I really wanted to try out the examples of using AutoSklearn over at Machine Learning Mastery. But when I ran pip install auto-sklearn, an error occurred:

Cython.Compiler.Errors.CompileError: sklearn/ensemble/_hist_gradient_boosting/splitting.pyx

Looking into this issue suggests a possible incompatibility between an older version of scikit-learn (required by AutoSklearn) and newer Cython (currently Cython-3.0.11 in Slackware). At the time of writing, AutoSklearn was last updated on Sep 20, 2022 (see here). Therefore, making it work likely requires older versions of several packages, and perhaps even Python itself.

This is what finally pushed me to figure out how to install and set up a Python virtual environment. And not just any virtual environment, but conda, a virtual environment manager, which handles not only Python packages but Python itself! According to David Cañones at WhiteBox, “the conda dependency resolver is more robust” than pip. This sounds like it could make life a lot easier!
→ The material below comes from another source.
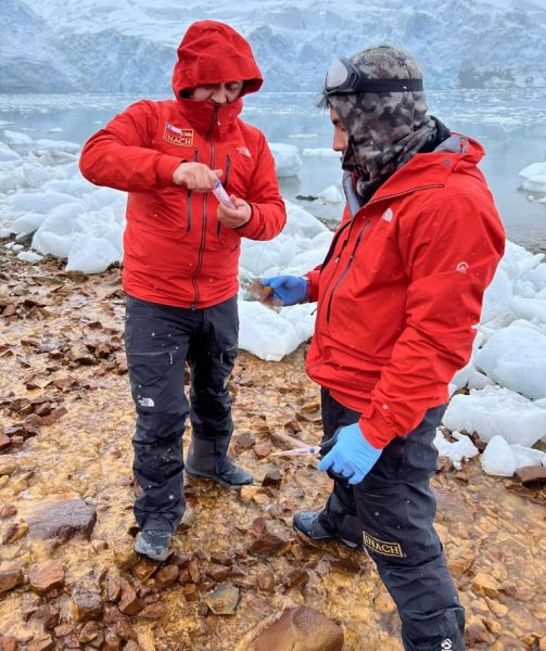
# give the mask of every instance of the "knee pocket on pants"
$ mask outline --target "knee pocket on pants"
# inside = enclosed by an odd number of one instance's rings
[[[175,378],[176,350],[127,355],[132,399],[142,412],[178,411],[183,404],[183,378]]]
I recommend reading the whole guide in the last link. In a nutshell, here’s what I did:

  • To install conda, download and run https://repo.anaconda.com/miniconda/Miniconda3-latest-Linux-x86_64.sh.
  • Run source ~/.bashrc (the guide above suggests opening a new terminal window) and confirmed that conda was initialized by seeing that my shell prompt started with (base).
  • Run these commands:
conda create -n automl
conda activate automl
conda install conda-forge::auto-sklearn

That’s it!

Note that I did not run conda install python because that installs the latest Python, and I didn’t want to spend time figuring out what version of Python is compatible with AutoSklearn from 2022. That single conda install command automatically figured out that it needs python-3.9.20, among lots of other dependencies. I think that’s a good example of robust dependency resolution!

And yes, I ran the AutoSklearn example from Machine Learning Mastery and got some nice results.

>>> print(model.sprint_statistics())
auto-sklearn results:
  Dataset name: b1aa9d5c-a18f-11ef-a3d0-5c5f67894b53
  Metric: accuracy
  Best validation score: 0.956522
  Number of target algorithm runs: 85
  Number of successful target algorithm runs: 55
  Number of crashed target algorithm runs: 30
  Number of target algorithms that exceeded the time limit: 0
  Number of target algorithms that exceeded the memory limit: 0

Enjoy!